Par le passé, tu as aussi collaboré avec énormément de gens mais là c’est la première fois avec ta propre musique. Qu’est-ce qui t’as motivé à le faire ?
J’ai tellement d’amis talentueux et c’est tellement excitant d’entendre leurs voix sur mon disque. Je le ressens comme une autre manière d’ancrer cette image de ma vie. Ce sont les gens que je vois, avec qui je passe le plus clair de mon temps, ça semblait donc très organique d’entendre leurs voix surgir ça-et-là à travers le disque, de traîner avec eux, de travailler avec eux, de les entendre me proposer des idées sur certaines chansons. C’est plus rafraîchissant pour moi et j’imagine que pour l’auditeur c’est cool d’entendre d’autres voix que la mienne tout au long du disque.

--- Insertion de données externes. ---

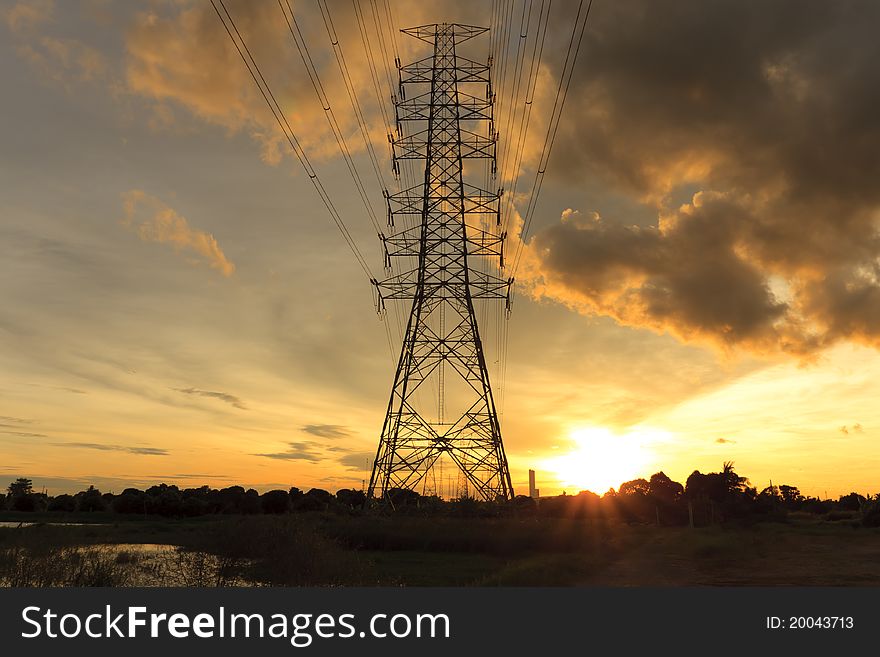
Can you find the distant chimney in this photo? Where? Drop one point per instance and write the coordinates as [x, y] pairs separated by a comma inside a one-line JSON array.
[[534, 493]]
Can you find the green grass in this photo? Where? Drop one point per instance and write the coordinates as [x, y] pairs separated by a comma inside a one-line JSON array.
[[326, 549]]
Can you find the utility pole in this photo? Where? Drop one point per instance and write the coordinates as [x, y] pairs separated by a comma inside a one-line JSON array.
[[441, 404]]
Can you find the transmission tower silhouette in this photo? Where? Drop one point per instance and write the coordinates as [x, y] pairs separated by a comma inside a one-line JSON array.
[[441, 404]]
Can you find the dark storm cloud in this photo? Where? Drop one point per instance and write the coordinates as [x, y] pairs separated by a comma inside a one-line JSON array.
[[327, 430], [772, 109], [222, 396]]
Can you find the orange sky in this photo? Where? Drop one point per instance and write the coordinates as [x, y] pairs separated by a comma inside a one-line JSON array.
[[700, 283]]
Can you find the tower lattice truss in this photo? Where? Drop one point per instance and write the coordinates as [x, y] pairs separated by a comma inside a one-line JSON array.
[[443, 233]]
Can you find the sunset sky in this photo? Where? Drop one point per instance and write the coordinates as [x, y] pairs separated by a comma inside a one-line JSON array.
[[701, 282]]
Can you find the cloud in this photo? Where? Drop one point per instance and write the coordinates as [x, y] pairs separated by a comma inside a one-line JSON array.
[[154, 221], [357, 460], [327, 430], [856, 428], [744, 111], [223, 396], [24, 16], [16, 420], [64, 60], [298, 451], [22, 434], [146, 451]]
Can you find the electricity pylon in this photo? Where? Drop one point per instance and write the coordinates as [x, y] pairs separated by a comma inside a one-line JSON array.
[[441, 404]]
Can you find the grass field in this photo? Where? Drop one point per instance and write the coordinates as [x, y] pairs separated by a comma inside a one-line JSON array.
[[323, 550]]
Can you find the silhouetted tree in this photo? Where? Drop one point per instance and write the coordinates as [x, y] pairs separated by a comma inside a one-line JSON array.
[[851, 502], [791, 496], [63, 502], [353, 499], [275, 501], [20, 487], [90, 500]]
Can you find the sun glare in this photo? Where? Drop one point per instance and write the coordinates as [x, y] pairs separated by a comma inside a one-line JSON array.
[[601, 459]]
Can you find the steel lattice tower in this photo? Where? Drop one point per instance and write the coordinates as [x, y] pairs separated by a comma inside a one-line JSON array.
[[452, 223]]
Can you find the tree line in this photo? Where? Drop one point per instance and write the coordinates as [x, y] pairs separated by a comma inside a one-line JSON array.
[[703, 499]]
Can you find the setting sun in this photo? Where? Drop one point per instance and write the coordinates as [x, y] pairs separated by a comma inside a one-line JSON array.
[[600, 459]]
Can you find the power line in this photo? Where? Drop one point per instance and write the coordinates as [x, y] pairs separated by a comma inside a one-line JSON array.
[[552, 128], [266, 91], [305, 55], [349, 86]]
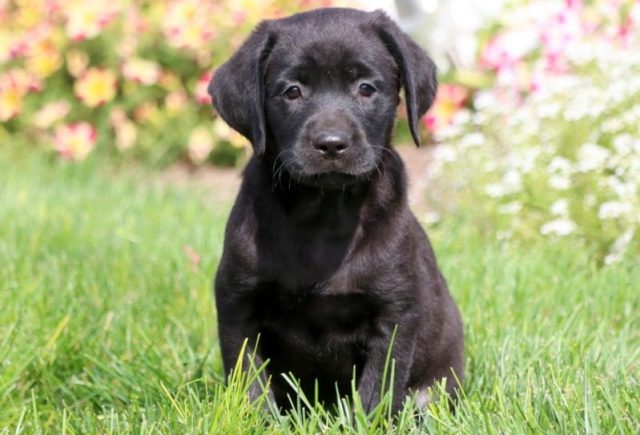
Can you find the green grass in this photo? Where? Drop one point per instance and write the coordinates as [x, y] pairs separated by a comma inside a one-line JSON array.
[[107, 323]]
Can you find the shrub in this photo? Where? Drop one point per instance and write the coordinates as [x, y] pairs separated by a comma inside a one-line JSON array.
[[553, 147]]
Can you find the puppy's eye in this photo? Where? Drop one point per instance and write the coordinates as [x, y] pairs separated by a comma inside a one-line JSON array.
[[293, 93], [366, 90]]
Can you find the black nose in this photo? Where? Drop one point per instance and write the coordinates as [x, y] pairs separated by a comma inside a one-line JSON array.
[[331, 143]]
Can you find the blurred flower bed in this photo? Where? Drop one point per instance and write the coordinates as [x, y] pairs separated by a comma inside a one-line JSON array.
[[538, 137], [127, 77], [550, 146]]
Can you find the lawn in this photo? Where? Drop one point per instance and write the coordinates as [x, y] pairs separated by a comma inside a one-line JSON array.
[[107, 322]]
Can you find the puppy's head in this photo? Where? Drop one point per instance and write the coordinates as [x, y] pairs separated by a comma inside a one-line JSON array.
[[317, 92]]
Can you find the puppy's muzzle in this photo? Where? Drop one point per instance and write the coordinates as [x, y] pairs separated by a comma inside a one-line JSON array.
[[331, 143]]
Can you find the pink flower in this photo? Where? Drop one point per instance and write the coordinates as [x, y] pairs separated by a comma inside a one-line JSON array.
[[51, 113], [201, 94], [141, 71], [96, 86], [86, 20], [449, 100], [75, 141], [200, 144], [15, 84]]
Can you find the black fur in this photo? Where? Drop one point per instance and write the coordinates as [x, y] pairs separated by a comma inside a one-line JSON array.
[[323, 258]]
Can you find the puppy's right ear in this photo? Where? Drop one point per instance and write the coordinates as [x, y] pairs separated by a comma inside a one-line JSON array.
[[237, 88]]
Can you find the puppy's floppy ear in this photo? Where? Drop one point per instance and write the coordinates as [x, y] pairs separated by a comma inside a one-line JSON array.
[[237, 87], [418, 73]]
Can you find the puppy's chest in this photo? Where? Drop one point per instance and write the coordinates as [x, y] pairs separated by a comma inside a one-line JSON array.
[[316, 314]]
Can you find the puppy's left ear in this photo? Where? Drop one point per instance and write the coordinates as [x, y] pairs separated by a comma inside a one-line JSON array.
[[418, 73], [237, 87]]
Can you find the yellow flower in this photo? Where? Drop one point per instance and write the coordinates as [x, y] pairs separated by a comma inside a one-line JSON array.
[[51, 113], [10, 102], [126, 135], [14, 85], [75, 141], [96, 86], [77, 62], [141, 71], [44, 59]]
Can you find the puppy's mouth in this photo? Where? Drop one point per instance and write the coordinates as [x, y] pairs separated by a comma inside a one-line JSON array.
[[331, 175], [332, 180]]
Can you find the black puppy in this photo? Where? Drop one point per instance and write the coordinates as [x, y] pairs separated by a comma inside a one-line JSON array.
[[323, 258]]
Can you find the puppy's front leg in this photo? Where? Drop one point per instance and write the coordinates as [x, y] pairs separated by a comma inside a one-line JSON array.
[[403, 343], [234, 327]]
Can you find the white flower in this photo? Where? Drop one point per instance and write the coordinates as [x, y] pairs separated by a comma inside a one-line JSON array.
[[591, 156], [473, 139], [619, 247], [560, 165], [446, 153], [559, 227], [560, 207], [511, 183], [512, 207], [614, 209]]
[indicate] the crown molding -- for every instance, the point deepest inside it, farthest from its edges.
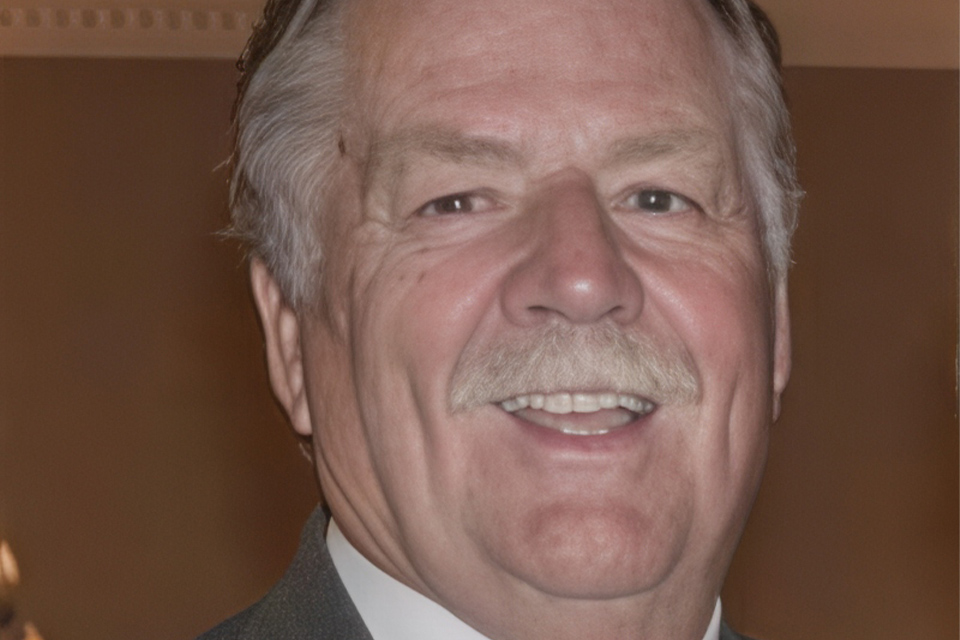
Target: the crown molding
(132, 30)
(854, 33)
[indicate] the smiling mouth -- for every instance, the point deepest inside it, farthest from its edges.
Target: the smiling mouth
(579, 414)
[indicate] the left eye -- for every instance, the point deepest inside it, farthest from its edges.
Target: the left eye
(658, 201)
(456, 203)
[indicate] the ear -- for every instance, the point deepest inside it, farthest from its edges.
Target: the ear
(281, 334)
(781, 345)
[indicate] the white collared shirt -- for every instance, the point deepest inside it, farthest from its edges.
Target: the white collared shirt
(393, 611)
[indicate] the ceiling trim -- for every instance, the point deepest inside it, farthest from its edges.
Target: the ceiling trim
(124, 31)
(855, 33)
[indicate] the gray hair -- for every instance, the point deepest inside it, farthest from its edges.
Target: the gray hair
(291, 101)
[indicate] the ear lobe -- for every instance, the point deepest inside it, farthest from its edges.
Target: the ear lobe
(281, 334)
(782, 359)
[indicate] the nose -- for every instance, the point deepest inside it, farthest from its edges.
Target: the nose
(575, 269)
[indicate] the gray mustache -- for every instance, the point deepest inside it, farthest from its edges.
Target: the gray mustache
(563, 357)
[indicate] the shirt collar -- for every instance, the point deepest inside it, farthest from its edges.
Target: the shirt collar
(393, 611)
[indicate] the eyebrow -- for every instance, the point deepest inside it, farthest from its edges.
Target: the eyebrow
(390, 155)
(651, 147)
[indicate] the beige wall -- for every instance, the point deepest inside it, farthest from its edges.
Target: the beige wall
(148, 484)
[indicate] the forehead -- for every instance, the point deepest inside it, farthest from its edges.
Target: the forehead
(487, 62)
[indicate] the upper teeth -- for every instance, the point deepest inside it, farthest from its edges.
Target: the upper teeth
(577, 402)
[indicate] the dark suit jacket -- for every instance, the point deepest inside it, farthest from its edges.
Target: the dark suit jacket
(310, 602)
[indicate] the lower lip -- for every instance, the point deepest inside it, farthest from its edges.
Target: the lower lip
(619, 439)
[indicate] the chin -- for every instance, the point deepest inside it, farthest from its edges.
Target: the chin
(594, 552)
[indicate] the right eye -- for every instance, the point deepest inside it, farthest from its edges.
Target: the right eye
(456, 203)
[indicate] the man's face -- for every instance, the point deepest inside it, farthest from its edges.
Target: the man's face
(541, 199)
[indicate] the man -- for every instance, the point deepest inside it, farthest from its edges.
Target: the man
(521, 271)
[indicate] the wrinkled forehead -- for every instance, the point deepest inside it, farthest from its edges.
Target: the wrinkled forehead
(406, 44)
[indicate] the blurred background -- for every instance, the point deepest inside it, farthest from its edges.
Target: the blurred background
(149, 486)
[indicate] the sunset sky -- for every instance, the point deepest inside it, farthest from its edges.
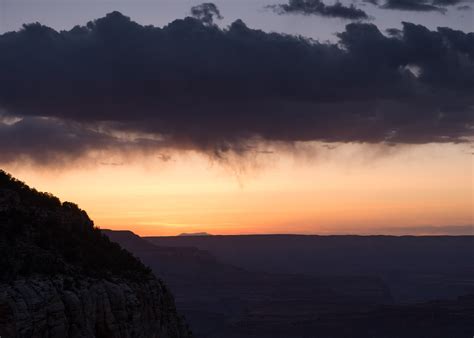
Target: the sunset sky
(358, 134)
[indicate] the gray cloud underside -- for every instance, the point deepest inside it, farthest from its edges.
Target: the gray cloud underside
(192, 85)
(317, 7)
(418, 5)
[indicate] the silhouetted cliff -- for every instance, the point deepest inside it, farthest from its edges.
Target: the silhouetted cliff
(60, 277)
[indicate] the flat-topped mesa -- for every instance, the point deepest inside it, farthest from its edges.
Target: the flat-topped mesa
(61, 277)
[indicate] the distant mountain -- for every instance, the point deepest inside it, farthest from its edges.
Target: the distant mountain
(61, 277)
(216, 296)
(194, 234)
(416, 269)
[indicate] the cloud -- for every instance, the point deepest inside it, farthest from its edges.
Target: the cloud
(416, 5)
(206, 12)
(317, 7)
(114, 84)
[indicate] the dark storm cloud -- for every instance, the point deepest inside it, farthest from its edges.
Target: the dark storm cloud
(190, 85)
(417, 5)
(206, 12)
(317, 7)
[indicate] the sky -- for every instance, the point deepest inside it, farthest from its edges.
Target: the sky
(236, 127)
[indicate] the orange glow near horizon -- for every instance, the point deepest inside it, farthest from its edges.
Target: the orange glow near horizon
(350, 189)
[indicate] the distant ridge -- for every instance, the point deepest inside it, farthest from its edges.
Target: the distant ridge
(194, 234)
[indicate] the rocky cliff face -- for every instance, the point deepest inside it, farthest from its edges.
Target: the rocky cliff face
(60, 277)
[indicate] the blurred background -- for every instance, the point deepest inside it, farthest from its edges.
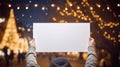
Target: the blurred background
(17, 18)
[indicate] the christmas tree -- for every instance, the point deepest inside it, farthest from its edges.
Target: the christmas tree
(11, 37)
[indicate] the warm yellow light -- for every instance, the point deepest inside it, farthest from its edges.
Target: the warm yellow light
(28, 29)
(2, 20)
(26, 7)
(78, 7)
(91, 8)
(43, 8)
(54, 19)
(9, 5)
(35, 5)
(108, 8)
(52, 5)
(58, 8)
(99, 6)
(18, 8)
(70, 4)
(118, 5)
(19, 28)
(66, 8)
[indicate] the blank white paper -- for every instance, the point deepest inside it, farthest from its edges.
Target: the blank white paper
(61, 37)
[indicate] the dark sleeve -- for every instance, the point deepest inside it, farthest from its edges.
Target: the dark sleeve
(31, 57)
(92, 57)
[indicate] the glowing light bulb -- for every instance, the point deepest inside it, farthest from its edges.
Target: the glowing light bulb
(9, 5)
(35, 5)
(26, 7)
(52, 5)
(58, 8)
(43, 8)
(18, 8)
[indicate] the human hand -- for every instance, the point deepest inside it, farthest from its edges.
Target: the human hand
(31, 42)
(91, 42)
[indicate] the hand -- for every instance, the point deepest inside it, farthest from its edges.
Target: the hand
(91, 42)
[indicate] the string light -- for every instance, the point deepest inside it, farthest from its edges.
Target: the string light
(2, 20)
(108, 8)
(26, 7)
(43, 8)
(58, 8)
(52, 5)
(78, 7)
(98, 5)
(118, 5)
(91, 8)
(22, 15)
(35, 5)
(18, 8)
(9, 5)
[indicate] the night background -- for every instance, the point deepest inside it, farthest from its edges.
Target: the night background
(103, 16)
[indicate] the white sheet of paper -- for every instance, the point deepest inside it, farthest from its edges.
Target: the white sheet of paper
(61, 37)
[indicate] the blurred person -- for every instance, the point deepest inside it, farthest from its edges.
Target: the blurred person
(61, 61)
(11, 56)
(19, 57)
(6, 56)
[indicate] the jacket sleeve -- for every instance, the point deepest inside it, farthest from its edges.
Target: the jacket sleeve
(92, 57)
(31, 57)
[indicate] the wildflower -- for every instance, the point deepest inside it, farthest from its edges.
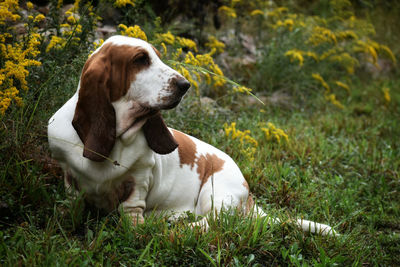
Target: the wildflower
(389, 52)
(56, 43)
(134, 31)
(71, 19)
(167, 37)
(386, 94)
(59, 4)
(213, 43)
(247, 144)
(242, 89)
(343, 85)
(256, 12)
(273, 133)
(295, 54)
(230, 12)
(165, 48)
(7, 9)
(39, 18)
(332, 98)
(29, 5)
(185, 42)
(319, 78)
(321, 35)
(123, 3)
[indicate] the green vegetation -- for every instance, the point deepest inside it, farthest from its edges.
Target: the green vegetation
(305, 153)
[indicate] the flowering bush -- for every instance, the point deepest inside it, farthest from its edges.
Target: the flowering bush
(303, 51)
(248, 144)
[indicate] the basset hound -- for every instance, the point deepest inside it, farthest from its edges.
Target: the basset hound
(114, 146)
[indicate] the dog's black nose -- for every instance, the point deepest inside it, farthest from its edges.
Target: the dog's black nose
(183, 85)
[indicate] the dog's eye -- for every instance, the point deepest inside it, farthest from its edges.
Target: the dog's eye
(141, 59)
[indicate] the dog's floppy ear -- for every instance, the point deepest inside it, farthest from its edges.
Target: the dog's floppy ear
(94, 119)
(158, 137)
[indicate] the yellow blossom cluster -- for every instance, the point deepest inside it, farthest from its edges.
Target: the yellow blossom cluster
(15, 57)
(248, 145)
(8, 9)
(332, 98)
(69, 31)
(321, 35)
(202, 64)
(328, 95)
(215, 45)
(343, 85)
(133, 31)
(257, 12)
(319, 78)
(124, 3)
(196, 68)
(228, 11)
(298, 55)
(273, 133)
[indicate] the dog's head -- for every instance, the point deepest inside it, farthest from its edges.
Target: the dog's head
(125, 84)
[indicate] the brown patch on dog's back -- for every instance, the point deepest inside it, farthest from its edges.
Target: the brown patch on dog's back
(186, 149)
(208, 165)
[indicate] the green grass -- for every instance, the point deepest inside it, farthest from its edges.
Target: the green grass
(340, 167)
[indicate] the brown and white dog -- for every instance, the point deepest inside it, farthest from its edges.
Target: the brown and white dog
(113, 144)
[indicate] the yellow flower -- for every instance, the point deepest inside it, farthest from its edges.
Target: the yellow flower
(39, 18)
(389, 52)
(242, 89)
(295, 54)
(185, 42)
(332, 98)
(7, 11)
(319, 78)
(29, 5)
(165, 49)
(321, 35)
(71, 19)
(386, 94)
(56, 43)
(343, 85)
(256, 12)
(135, 31)
(273, 133)
(167, 37)
(59, 4)
(123, 3)
(247, 144)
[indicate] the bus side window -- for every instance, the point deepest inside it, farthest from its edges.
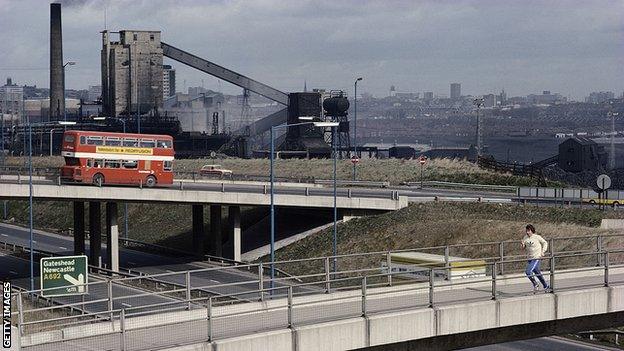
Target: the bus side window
(130, 164)
(148, 143)
(130, 142)
(164, 144)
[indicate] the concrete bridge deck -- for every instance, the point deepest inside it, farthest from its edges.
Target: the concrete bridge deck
(369, 317)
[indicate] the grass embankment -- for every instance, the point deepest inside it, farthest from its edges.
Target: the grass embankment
(392, 170)
(438, 224)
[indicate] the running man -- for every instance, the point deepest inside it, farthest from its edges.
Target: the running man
(535, 247)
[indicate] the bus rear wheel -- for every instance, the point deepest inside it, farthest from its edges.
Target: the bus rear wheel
(150, 182)
(98, 179)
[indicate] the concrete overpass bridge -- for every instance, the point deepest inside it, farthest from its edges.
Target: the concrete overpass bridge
(365, 308)
(196, 195)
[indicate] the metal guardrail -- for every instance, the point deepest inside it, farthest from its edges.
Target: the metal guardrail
(574, 194)
(287, 310)
(341, 182)
(439, 184)
(187, 293)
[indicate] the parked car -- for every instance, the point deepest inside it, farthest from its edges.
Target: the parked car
(214, 170)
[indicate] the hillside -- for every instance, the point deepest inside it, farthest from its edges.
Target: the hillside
(436, 224)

Et pourquoi avoir choisi de les intégrer de cette manière, plutôt qu’avec des featurings plus traditionnels ?
J’ai toujours voulu faire des choses comme des duos ou une collaboration à proprement parler mais au moment où j’ai ouvert mon processus de création aux autres les morceaux étaient déjà plus ou moins dans leur forme finale et il n’y avait qu’une petite fenêtre pour des contre-mélodies ou des harmonies ou ce genre choses un peu furtives. C’est aussi simple que ça.
Pourquoi as-tu choisi de faire de ton disque le plus intime, ton album le plus ouvert vers l’extérieur ?
Je ne sais pas. Ça veut dire beaucoup pour moi. Je voulais vraiment faire quelque chose que les gens apprécieraient et partageraient plus que je ne pourrais jamais. Sans être intrusif (rires), j’aimais l’idée d’avoir ces fenêtres ouvertes vers les gens grâce à ma musique.